Soli eravamo, dal titolo soavemente dantesco, è uno zibaldone di episodi –più o meno noti- tratti dalle vite di scrittori, musicisti, artisti, e cuciti con eleganza dai ricordi e dalle riflessioni del narratore: la passione e il desiderio di conoscenza dei grandi di un tempo filtrano attraverso le esperienze personali di un narratore –che è l’autore ma anche un personaggio, e proseguendo nella lettura diventa ogni lettore- che considera la cultura ornamento necessario e strumento per  una migliore convivenza civile. E l’atteggiamento deferente e riconoscente dello scrittore di fronte a tanta grande umanità è dichiarato fin dall’epigrafe che cita il critico letterario Roberto Bazlen:

Credo che non si possa più scrivere libri.
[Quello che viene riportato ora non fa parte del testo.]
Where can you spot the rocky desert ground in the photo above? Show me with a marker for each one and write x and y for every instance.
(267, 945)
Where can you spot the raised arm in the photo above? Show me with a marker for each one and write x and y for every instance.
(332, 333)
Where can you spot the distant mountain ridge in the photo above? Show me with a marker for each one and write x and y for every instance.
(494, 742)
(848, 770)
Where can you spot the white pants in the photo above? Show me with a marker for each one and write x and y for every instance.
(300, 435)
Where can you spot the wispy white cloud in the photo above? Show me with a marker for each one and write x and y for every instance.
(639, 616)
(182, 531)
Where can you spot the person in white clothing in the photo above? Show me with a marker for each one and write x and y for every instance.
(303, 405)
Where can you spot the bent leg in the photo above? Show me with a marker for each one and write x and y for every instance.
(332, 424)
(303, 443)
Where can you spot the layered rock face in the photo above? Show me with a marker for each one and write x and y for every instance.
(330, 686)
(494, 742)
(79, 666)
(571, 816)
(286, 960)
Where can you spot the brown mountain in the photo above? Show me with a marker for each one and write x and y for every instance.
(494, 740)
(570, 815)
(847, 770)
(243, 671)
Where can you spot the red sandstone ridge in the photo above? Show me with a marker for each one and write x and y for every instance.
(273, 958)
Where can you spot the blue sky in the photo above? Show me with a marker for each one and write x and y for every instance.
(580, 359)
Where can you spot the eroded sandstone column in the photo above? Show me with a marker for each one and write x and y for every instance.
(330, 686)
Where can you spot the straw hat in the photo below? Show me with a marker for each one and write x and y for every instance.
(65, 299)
Quasi tutti i libri sono note a piè di pagina. Io scrivo solo note a piè di pagina.

Fabrizio Coscia con un paziente lavoro di ricamo scrive delle note a piè di pagina ai colloqui tra Čechov e Tolstoj, all’amore “tigresco” tra Verlaine e Rimbaud e alla fuga in Africa –da sé, dall’amore, dalla poesia- di quest’ultimo; riporta dell’incontro mondano dall’esito grottesco quanto deludente tra James Joyce e Marcel Proust, accosta l’uccisione dei fedifraghi Paolo e Francesca all’omicidio di Fabrizio Carafa e Maria d’Avalos da parte del marito, nel capitolo che dà il titolo al libro.
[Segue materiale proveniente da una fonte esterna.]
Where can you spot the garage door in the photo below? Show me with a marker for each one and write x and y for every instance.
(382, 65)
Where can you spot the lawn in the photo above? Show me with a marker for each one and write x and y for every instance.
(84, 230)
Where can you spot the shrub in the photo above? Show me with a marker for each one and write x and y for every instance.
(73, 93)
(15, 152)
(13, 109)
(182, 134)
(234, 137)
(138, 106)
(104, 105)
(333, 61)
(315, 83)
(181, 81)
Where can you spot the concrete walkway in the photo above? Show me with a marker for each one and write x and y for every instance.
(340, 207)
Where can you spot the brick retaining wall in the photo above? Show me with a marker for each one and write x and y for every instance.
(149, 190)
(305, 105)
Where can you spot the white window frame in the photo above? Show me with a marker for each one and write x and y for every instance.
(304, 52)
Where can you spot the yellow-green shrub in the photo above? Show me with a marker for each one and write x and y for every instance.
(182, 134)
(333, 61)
Toccante il racconto degli ultimi momenti di Virginia Woolf e di Cesare Pavese, suicidi entrambi, entrambi attaccati alla vita –ci suggerisce l’autore- da un ultimo filo che può essere costituito da un paio di stivali o dell’acquisto di cialde.

Ma l’episodio che più mi ha emozionata (al punto che raccontandolo a mia volta mi sono venuti i lucciconi) è quello che vede Kafka prestare la propria splendente penna ad una bambola smarrita, dandole voce al solo scopo di consolare una bambina disperata. L’episodio poco noto –riportato dalla fidanzata dello scrittore, Dora Diamant– è di grande bellezza, ma serve all’autore anche ad affrontare un tema doloroso come quello del distacco e dell’accettazione del dolore.

Perché le “note a piè di pagina” scritte da Coscia non sono solo appunti e riflessione su vite altrui, ma diventano occasione di analisi della sua/nostra esistenza: qui torna l’immagine dell’abilissimo ago che cuce la cultura al quotidiano, fino a rendere l’insieme -grandi personaggi e uomini comuni- una sola trama.

L’arte, la musica, la letteratura non formano una stoffa preziosa da conservare in un cassetto, ma un tessuto multiforme da cucirci addosso e indossare ogni giorno per affrontare la vita: Fabrizio Coscia con questa sua opera sembra lanciare un grido di speranza per la cultura ormai negletta, drappeggiando attorno al lettore un abito fatto di mille colori e sfumature, che riflette la ricchezza della produzione umana con le infinite possibilità che offre a colui che ad essa si apre.

N.B. Per amor di precisione, il titolo completo è Soli eravamo e altre storie su: Rimbaud, Kafka, Joyce, Leopardi, Proust, Dante, Woolf, Hopper, Tolstoj, Caravaggio, Keats, Evans, Vermeer, Radiohead, Mozart.